Explainer | Is China in a renewed recovery? 4 takeaways from January’s manufacturing, services data
- Official manufacturing purchasing managers’ index (PMI) remained in contraction in January, while the Caixin/S&P Global gauge for factory activity beat expectations
- Official non-manufacturing PMI continued to improve in January, while the Caixin/S&P Global gauge edged down slightly
1. On paper, factory activity held steady last month
Within the manufacturing PMI, January’s new export orders subindex increased to suggest internal and external demand had improved.
The production subindex also improved from the previous month, indicating that sentiment in the manufacturing sector had improved.
An increase was also seen in the new orders subindex, indicating demand for the manufacturing sector had improved slightly.
“January’s modest rebound in the official manufacturing PMI was mostly driven by a production improvement,” said analysts at Nomura.
“Overall, two of the five subindices that directly feed into the headline manufacturing PMI calculations contributed to the sequential uptick in January, and three subindices remained drags on the headline index, suggesting the ongoing economic dip in the sector remain well in place in January.”
‘Soft start’ to 2024 for China’s economy despite manufacturing rebound
The expansion was driven by stable growth in output, quicker logistics and the first rise in new export orders since June, helping lift business confidence to a nine-month high, the private-sector survey showed.
“We think it makes sense to average across both PMIs to gauge conditions in industry and get a sense of what they mean for the hard data,” said analysts at Capital Economics.
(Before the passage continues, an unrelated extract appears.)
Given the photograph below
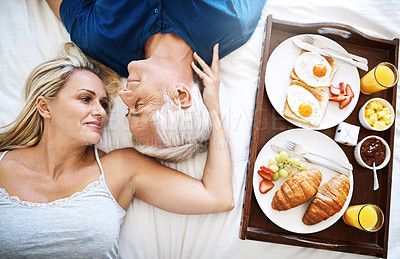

“On this basis, the headline manufacturing reading edged up fractionally and, on paper at least, is consistent with factory activity holding steady last month.”
2. Service sector continues to regain momentum
China’s official non-manufacturing PMI – an indicator of services activity – continued to improve in January, climbing to 50.7 from 50.4 in December.
The subindex for services returned to growth following two months of contraction, but construction grew at a significantly slower pace.
“The improvement was led by solid prints in the transportation and catering sectors, which rebounded to expansionary territory thanks to robust tourism during the New Year’s holiday,” said analysts at Nomura.
“However, with the recent stock market rout and faltering property sector, the capital market and real estate services sector PMIs were in contractionary territory.”
“China’s service sector looks to have continued regaining momentum last month. The Caixin services PMI edged down in January,” said analysts at Capital Economics.
“But it remained more upbeat than its official counterpart, with the average of the two picking up slightly.”
3. Composite average rises for third month in a row
China’s official composite PMI, which includes manufacturing and services, stood at a four-month high of 50.9 in January compared with 50.3 the previous month.
Meanwhile, the Caixin/S&P’s composite PMI dipped to 52.5 last month from 52.6 in December.
The average of the official and Caixin composite PMIs rose for a third month to 51.7, according to analysts at Capital Economics, although it was still below the pre-pandemic average of 52.5 in 2019.
4. A sign of improvement?
“It is not clear if the latest rise in the PMIs reflects a further improvement in January or simply the easing of sentiment effects that have been weighing on the surveys,” said analysts at Capital Economics.
“Either way, it adds to evidence that growth momentum in China is in the midst of a renewed recovery, albeit one that remains on shaky foundations and is unlikely to be sustained once current policy support is pared back.”
Analysts at Nomura expect the ongoing economic dip to worsen into the spring as Beijing has yet to find the most effective measures to revive the faltering property sector.